Auf dem Flughafen von Ibiza arbeiten zehn speziell ausgebildete Vögel: drei Adler und sieben Falken. Ihr Einsatz ist Teil des externen Faunakontrolldienstes, den die Firma Nova Falcons betreibt. Wie die Tageszeitung Diario de Ibiza berichtet, sorgen die Vögel dafür, dass andere Tiere den Flugzeugen nicht gefährlich werden.
Die Harris-Adler gelten als ideale Einsteiger in die Falknerei, da sie anpassungsfähiger sind als Falken. Letztere benötigen hingegen viel Erfahrung im Umgang, erklärt der Techniker Borja Pérez. „Keiner dieser Vögel ist ein Haustier“, betont er. Mit Geduld und Training lassen sie sich an den Menschen gewöhnen – mehr aber nicht.
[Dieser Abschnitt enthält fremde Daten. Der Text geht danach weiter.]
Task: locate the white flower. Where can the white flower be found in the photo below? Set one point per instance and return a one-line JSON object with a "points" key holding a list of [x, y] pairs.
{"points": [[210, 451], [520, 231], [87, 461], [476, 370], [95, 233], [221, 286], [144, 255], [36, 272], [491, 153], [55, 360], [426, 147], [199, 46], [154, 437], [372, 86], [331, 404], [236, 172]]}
Die sieben Falken in der „Halconera“, darunter Wanderfalken, ein Gerfalke und Hybriden, sollen keine Beute machen, sondern vor allem durch ihre Präsenz abschrecken. So halten sie Möwen, Turmfalken oder Zugvögel von den Start- und Landebahnen fern.
Für das Training werden auch akustische Signale, Licht, Fallen und sogar Pyrotechnik eingesetzt, natürlich stets mit Vorsicht. Denn die Tiere lernen schnell: Wird immer dieselbe Methode anwendet, verliert sie an Wirkung.
Die Vögel patrouillieren täglich mit GPS-Sendern auf drei Kilometern Fläche. Ihre Arbeit richtet sich nach Jahreszeit und Temperaturen, da sie – wie Menschen – in der Hitze schneller ermüden. Obwohl sie majestätisch wirken, sind sie empfindlich: Schon falsches Futter oder ein Unfall können lebensbedrohlich sein.
Seit 2019 kam es zu keinen schweren Vorfällen, doch kleinere Zwischenfälle gibt es regelmäßig. So zerbrach einmal eine Schwalbe die Landelichtlampe eines Propellerflugzeugs.
Das Ziel bleibt klar: Den Luftraum frei von störenden Arten zu halten – ohne Tiere zu töten. Schließlich, so Pérez, seien es die Menschen, die den natürlichen Lebensraum der Vögel in Beschlag genommen hätten.